Но не прошло и трех дней, как Александра Николаевна Гирник, недавно отвергнувшая Ленинскую библиотеку за ее дурно пахнущие нравы, уже звонила в серенькую дверь на неприметной московской улочке, которую и нашла-то с трудом. Ее ждали. Перед ней выросла фигура, так по-военному сочетающая в себе силу и стать, что позднее она, сколько ни старалась, не смогла вспомнить, в мундире был тот субъект или в штатском. Виделся – в мундире. Мундиры, вообще армию Шура презирала, ей в военщине претило все, даже высокие понятия о чести в воинском исполнении теряли для нее цену. Она признавала только личную, свободную честь – в пресловутых «неволе и величии солдата» слишком бьет в нос первое, чтобы можно было уважать второе.

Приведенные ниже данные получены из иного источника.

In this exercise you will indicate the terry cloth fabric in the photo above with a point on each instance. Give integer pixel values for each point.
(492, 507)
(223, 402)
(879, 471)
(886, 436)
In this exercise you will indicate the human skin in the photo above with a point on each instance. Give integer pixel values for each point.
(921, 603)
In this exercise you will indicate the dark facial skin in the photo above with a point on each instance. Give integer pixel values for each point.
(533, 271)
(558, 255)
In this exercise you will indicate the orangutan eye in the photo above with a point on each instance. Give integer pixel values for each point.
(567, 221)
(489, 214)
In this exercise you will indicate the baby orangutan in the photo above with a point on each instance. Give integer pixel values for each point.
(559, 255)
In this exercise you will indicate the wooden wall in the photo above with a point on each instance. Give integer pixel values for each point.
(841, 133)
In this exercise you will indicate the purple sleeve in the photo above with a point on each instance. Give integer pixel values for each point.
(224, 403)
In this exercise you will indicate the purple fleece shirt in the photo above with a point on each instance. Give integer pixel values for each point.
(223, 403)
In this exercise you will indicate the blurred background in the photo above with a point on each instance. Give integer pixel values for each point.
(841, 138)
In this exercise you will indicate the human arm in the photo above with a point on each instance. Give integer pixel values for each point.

Но тот, кто ее встретил, был столь мужественно и вместе с тем интеллигентно красив, что воинствующая пацифистка чуть не забыла о своих предубеждениях. У офицера были седые виски, очень внимательные – но без намека на сверлящую назойливость – светлые глаза и мягкие джентльменские манеры.
– Где же нам побеседовать? – задумчиво протянул он. – Здесь прихожая, неудобно. Будут мешать. Если вы не против, давайте поищем свободную комнату. У нас тут настоящий лабиринт, поэтому, если позволите, я пойду впереди. Буду вашим Вергилием.
Вергилием! С ума сойти!
Лестница вела почему-то вниз, и довольно глубоко. Потом начались коридоры, повороты, двери. В некоторые из них офицер заглядывал мимоходом и, качнув головой, шел дальше. Все было серо, тесновато, лампы горели тускло. Гирник шла следом, с каждым шагом преисполняясь одним единственным желанием: выйти отсюда и никогда больше не входить.
Почему? Эти серые электрифицированные норы дышали не жутью, а прозаической скукой. Ничьи приглушенные стоны не доносились из-за дверей. Вергилий, перед каждым поворотом оборачиваясь к своей спутнице со сдержанно-галантным жестом, был все так же хорош. А в ней росло отвращение, смешанное с легким дрянным страшком.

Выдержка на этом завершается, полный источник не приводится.